Opened 17 years ago
Closed 17 years ago
#5267 closed (fixed)
document that order_by('?') is a huge performance issue
Reported by: | Owned by: | Matt Boersma | |
---|---|---|---|
Component: | Database layer (models, ORM) | Version: | |
Severity: | Keywords: | ||
Cc: | gomo@… | Triage Stage: | Ready for checkin |
Has patch: | yes | Needs documentation: | no |
Needs tests: | no | Patch needs improvement: | no |
Easy pickings: | no | UI/UX: | no |
Description
order_by('?') generates an SQL query that is horrendous from a performance point of view (the "ORDER BY RAND() LIMIT" type query).
Info on this:
http://www.titov.net/2005/09/21/do-not-use-order-by-rand-or-how-to-get-random-rows-from-table/
For the current state of affairs, I think at the very least a warning should be added to http://www.djangoproject.com/documentation/db-api/#order-by-fields .

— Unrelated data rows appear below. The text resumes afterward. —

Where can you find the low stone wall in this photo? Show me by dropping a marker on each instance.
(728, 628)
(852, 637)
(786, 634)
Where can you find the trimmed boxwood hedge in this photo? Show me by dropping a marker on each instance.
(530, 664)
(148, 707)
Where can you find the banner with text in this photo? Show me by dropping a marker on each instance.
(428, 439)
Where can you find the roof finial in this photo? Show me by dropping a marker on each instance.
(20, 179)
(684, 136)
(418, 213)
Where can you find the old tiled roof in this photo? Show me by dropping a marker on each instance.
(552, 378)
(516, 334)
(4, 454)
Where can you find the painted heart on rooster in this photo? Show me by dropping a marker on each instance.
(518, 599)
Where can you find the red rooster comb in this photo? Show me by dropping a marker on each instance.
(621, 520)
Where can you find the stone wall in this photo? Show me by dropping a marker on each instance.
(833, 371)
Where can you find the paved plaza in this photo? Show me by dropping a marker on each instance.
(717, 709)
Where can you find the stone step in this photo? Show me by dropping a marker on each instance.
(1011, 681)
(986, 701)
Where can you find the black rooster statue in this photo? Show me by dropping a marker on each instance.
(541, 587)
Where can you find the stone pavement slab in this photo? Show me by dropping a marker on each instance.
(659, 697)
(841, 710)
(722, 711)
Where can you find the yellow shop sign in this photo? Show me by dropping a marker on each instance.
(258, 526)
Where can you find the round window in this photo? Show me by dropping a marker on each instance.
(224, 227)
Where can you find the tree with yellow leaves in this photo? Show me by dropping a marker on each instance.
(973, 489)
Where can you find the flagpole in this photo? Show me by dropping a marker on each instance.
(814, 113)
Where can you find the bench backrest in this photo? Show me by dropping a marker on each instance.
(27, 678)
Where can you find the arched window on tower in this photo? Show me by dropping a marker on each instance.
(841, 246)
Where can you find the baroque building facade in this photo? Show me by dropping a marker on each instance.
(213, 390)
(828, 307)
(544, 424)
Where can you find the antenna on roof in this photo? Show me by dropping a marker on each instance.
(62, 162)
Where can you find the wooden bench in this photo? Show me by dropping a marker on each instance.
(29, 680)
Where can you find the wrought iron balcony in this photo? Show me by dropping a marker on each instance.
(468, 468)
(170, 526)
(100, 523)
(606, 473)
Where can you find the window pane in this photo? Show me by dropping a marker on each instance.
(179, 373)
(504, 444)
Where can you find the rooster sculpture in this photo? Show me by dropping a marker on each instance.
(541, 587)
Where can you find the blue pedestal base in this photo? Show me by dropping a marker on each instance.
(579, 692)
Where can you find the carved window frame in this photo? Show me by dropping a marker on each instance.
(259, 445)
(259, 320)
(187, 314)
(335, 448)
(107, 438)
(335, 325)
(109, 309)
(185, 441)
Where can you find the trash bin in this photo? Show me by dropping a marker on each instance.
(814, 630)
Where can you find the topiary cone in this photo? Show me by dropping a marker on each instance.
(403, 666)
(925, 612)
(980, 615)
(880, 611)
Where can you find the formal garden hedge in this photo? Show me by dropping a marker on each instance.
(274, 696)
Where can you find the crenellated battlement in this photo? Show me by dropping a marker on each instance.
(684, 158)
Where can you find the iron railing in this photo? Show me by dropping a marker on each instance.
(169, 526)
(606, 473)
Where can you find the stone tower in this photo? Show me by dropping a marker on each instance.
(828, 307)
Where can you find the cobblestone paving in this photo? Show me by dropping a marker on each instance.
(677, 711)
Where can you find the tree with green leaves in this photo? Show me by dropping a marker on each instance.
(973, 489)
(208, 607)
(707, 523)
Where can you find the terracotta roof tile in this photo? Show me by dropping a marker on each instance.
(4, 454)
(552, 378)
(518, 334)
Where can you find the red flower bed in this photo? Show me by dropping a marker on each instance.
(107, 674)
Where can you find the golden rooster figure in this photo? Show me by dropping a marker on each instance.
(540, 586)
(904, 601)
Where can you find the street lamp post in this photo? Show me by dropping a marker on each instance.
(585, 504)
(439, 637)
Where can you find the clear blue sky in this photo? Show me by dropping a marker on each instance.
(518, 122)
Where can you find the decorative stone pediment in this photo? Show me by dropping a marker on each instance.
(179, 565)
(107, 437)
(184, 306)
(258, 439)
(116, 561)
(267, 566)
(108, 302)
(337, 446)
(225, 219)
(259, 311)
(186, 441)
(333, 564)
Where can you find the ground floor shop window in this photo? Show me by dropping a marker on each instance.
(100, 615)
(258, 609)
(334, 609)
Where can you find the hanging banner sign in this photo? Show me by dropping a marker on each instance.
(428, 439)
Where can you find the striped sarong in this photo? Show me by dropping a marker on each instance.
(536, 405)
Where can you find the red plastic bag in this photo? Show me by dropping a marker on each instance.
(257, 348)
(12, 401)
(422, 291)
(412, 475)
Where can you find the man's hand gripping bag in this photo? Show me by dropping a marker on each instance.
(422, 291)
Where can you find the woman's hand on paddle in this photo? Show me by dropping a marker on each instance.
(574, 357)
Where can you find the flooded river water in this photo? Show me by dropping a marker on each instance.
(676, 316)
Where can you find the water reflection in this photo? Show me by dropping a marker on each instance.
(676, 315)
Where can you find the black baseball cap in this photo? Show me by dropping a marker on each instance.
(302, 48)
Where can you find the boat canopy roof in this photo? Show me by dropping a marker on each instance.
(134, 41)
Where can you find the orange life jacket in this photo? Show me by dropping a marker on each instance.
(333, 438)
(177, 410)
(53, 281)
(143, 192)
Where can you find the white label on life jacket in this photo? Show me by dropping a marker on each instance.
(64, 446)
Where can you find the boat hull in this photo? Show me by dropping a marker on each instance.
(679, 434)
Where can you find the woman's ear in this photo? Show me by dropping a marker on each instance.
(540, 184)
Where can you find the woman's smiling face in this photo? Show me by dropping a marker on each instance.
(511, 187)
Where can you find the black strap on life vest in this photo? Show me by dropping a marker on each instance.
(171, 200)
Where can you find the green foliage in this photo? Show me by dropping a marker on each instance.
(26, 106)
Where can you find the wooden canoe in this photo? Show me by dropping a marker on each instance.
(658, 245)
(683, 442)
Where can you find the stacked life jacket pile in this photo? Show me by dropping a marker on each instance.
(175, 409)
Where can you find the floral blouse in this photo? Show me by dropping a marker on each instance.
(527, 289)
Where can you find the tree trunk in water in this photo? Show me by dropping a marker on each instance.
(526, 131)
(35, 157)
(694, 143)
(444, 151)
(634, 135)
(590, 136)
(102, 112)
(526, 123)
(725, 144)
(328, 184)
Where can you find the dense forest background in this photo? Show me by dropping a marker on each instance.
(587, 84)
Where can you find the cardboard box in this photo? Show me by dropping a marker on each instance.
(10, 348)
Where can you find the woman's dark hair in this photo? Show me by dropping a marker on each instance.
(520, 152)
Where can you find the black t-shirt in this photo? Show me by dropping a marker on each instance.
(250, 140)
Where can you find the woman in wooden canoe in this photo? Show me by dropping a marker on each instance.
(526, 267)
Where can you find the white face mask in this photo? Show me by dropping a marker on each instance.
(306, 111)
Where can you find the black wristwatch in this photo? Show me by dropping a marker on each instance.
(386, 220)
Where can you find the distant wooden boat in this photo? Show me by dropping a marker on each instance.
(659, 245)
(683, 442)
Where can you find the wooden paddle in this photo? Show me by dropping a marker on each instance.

That page happily states that you can use the method for obtaining a random row, but in a real scenario that is a very bad idea, and should be avoided at all costs.
On a more useful approach, maybe extra code could be added to a model's Meta class if you plan on grabbing random rows from that particular table. This could set up needed tables/columns/constraints in order to extract a random row without such a big performance hit. If you use order_by('?') on a model with this Meta setting, the enhancement would be transparent. How and if this improvement could be implemented is open for discussion, and is probably database dependent. The page I linked above has some discussion on the topic.
Attachments (1)
Change History (4)
comment:1 by , 17 years ago
Summary: | order_by('?') is a huge performance issue → document that order_by('?') is a huge performance issue |
---|---|
Triage Stage: | Unreviewed → Accepted |
by , 17 years ago
Attachment: | Fix5267.diff added |
---|
Added a warning sentence that order_by('?') may be expensive and slow
comment:2 by , 17 years ago
Has patch: | set |
---|---|
Owner: | changed from | to
Status: | new → assigned |
Triage Stage: | Accepted → Ready for checkin |
comment:3 by , 17 years ago
Resolution: | → fixed |
---|---|
Status: | assigned → closed |
I think it's fairly common knowledge that ORDER BY RAND is horrifically inefficient, but it's probably a good idea to place a warning there. Want to write one up?
As for implementing a better random, I think the costs outweigh the benefits, especially if it does mean cracking into weird SQL dialects. This is something to raise on django-developers.